Whatever this truth that
Matthias was about to reveal, his father knew about it.
No, not just knew. His father was
involved.
“Long ago, there was a servant in the castle,
a young, unmarried woman. She died in childbirth the same night my
queen gave birth to the princess. No one claimed the babe.”
Rosamund’s arms wound around her waist, the
already pale skin ghost white.
“I knew there was a possibility of something
happening during my daughter’s naming – I knew enough of the Elf
King’s pride to make plans against it. I decided to present that
child instead of my daughter to the kingdom.”
His voice was as flat as anyone else
discussing the weather. Seth’s head spun. Rosamund was cursed
during the naming. But the baby at the naming was not the king’s
daughter, which meant Rosamund…
Rosamund.
I’m so sorry .
Betrayal etched itself deep into Rosamund’s
features, her body bowed in pain. She was a small, broken thing, a
little bird left alone in the highest branches of the tallest tree
and no idea how to fly. “Are you saying,” she said, her voice a
whispery bloodletting, “me? I’m not your daughter? I’m a
sacrifice?”
“I never expected this curse,” Matthias said,
a defense against the indefensible. “I never thought it would end
like this.”
Rosamund didn’t speak. He saw her again as
she was when they were children, the longing in her to see a tree
and feel grass under her feet, the emptiness she fought from
consuming her.
She had no words, so Seth spoke them for her.
“No, you didn’t expect this,” he snapped, and any empathy he felt
for the king was forever ended. “You expected her to die that day.
At the time, all you worried about was how to reintroduce your
daughter later without gaining the Elf King’s attention.”
Matthias’s color was high, his jaw clenched,
and he said nothing further. Seth rounded on his own father. “What
did you know of this?”
His father denied nothing. “It was best for
the kingdom.”
Of course that would be his father’s
response.

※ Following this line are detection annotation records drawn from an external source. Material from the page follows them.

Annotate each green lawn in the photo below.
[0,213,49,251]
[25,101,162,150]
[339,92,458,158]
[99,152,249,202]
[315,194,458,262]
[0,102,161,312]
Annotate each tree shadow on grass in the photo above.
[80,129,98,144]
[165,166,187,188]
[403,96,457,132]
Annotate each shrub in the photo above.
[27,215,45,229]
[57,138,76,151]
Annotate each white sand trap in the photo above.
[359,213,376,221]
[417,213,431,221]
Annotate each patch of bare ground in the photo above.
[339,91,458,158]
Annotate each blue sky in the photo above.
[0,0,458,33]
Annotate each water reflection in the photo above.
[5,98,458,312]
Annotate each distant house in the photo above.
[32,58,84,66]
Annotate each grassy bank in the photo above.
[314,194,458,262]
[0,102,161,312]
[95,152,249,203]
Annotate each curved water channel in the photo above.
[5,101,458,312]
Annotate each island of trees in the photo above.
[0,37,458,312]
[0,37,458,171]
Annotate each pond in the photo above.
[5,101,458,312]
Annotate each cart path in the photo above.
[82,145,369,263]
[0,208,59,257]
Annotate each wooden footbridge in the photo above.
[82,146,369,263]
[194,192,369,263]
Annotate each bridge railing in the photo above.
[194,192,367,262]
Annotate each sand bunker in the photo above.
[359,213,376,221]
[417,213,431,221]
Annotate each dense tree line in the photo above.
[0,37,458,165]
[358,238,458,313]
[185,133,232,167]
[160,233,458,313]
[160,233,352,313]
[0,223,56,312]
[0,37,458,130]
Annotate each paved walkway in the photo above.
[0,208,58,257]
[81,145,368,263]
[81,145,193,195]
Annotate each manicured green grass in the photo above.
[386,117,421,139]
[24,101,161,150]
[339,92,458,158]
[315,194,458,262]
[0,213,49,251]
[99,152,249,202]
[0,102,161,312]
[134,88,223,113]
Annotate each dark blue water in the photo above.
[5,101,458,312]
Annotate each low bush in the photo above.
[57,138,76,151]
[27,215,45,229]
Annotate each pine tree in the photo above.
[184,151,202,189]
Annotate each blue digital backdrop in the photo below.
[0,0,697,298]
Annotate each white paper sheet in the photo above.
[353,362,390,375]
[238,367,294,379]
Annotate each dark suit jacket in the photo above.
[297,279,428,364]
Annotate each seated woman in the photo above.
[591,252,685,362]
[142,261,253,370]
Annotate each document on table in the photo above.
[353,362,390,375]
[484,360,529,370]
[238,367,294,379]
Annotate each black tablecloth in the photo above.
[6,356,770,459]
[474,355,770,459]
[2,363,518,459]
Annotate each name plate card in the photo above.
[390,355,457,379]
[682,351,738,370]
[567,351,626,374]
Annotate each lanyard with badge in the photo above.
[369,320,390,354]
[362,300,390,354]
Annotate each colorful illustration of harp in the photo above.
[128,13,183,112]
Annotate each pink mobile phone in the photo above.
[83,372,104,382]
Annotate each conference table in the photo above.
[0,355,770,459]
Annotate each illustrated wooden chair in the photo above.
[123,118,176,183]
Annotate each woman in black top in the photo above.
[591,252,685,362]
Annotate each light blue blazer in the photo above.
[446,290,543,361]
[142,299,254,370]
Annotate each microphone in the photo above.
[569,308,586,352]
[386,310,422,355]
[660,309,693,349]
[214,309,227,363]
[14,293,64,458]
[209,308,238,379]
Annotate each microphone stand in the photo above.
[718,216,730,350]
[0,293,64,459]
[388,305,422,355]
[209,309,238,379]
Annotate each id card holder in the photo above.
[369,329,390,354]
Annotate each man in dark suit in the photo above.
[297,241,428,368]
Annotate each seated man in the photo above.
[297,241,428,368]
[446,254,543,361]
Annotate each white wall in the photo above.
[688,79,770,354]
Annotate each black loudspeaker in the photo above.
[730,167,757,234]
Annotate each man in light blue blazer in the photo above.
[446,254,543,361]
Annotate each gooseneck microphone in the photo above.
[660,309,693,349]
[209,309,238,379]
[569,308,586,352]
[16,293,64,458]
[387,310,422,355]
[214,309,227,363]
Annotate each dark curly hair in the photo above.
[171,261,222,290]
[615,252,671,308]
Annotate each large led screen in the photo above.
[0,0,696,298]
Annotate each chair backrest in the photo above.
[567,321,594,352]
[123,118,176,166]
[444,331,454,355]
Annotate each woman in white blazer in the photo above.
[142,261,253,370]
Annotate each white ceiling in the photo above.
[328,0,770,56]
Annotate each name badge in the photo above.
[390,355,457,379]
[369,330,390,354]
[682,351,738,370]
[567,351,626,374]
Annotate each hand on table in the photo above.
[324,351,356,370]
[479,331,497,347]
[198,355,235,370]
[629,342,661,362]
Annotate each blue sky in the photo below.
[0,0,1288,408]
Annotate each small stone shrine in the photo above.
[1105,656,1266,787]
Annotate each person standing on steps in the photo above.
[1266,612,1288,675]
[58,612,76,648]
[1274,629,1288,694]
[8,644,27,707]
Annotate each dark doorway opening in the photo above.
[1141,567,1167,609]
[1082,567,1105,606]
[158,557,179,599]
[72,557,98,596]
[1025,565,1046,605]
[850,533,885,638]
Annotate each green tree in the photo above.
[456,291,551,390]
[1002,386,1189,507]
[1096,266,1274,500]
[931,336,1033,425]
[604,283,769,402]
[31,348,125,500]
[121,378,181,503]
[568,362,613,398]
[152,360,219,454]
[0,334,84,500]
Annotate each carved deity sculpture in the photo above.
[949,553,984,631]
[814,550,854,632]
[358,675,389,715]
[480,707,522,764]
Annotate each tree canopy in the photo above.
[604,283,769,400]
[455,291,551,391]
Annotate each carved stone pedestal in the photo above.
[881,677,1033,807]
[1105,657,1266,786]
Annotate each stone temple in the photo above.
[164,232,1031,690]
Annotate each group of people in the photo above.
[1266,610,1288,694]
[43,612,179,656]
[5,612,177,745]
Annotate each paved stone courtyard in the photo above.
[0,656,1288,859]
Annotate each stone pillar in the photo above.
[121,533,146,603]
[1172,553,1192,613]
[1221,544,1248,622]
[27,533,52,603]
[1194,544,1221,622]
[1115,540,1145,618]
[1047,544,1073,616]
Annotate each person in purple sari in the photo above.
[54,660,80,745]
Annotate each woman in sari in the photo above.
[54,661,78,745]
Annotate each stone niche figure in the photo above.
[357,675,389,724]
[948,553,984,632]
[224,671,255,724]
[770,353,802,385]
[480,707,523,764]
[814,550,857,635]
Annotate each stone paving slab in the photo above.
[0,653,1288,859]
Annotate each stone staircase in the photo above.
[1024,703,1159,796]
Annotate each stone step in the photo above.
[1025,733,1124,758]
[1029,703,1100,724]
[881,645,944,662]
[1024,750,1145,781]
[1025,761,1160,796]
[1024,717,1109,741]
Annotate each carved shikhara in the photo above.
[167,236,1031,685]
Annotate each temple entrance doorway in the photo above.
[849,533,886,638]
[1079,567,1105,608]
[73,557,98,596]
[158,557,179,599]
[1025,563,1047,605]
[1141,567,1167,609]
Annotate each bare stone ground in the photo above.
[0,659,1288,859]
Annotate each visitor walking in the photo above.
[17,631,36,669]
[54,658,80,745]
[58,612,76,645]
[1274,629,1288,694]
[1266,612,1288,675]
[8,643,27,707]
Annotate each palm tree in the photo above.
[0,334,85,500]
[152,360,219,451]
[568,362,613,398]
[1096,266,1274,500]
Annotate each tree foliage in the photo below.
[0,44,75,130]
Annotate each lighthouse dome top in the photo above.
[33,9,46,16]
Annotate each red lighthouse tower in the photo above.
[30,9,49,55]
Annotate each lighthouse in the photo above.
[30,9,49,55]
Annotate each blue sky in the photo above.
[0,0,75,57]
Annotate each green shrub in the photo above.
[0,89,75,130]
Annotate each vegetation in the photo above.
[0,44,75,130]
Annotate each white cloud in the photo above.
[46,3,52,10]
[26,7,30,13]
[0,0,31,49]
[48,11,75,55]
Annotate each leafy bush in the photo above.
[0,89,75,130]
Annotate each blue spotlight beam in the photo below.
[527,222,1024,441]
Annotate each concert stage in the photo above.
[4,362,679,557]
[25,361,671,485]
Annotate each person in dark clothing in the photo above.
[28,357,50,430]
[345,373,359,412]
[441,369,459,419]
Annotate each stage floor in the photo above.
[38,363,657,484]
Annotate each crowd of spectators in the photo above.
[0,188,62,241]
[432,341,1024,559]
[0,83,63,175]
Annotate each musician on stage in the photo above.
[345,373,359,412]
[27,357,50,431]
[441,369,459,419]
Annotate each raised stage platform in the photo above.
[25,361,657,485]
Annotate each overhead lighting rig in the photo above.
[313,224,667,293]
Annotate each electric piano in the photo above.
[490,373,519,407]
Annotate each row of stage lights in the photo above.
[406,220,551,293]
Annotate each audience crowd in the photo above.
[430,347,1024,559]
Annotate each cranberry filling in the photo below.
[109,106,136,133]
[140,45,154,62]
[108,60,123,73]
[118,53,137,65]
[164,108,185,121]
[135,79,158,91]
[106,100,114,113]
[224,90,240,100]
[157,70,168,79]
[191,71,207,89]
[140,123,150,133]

Everything for the kingdom. His life, his marriage…wait.
Wait. Why the frenzy about the marriage contracts? They never would
have said anything if they were planning for Rosamund to remain the
princess. That they told meant he was never going to marry
Rosamund, and now with the curse over, they were going to
reintroduce the real princess. “Where is the real princess
now?”
Both rulers answered not with voice, but as
one as their gazes locked on Kira.
Kira’s eyes flicked between the two men, and
with every pass they grew wider. Shock was not immediate, but when
it hit finally, Kira’s legs buckled. Only luck that a chair stood
nearby saved her from falling on the ground.
“Me?”
Of course it was her. The obviousness of it
had traces of embarrassment coloring his mind. Why else would his
father have demanded she always be around him? His father, for all
his faults, was not a stupid man. He had observed Seth’s feelings
for Kira. Where Seth had assumed anything from indifference to
outright cruelty in his father’s machinations to keep him and Kira
always together, it was instead merely a way to ensure a smooth
merger of the kingdoms.
Matthias looked at Kira then, a hesitant hope
on his face. “You were safe with Thomas. It was the best I could do
at the time.”
Kira turned to him, and the truths of this
day were writ large on haunted eyes and unsmiling mouth. Truths
that would take time for all of them to absorb.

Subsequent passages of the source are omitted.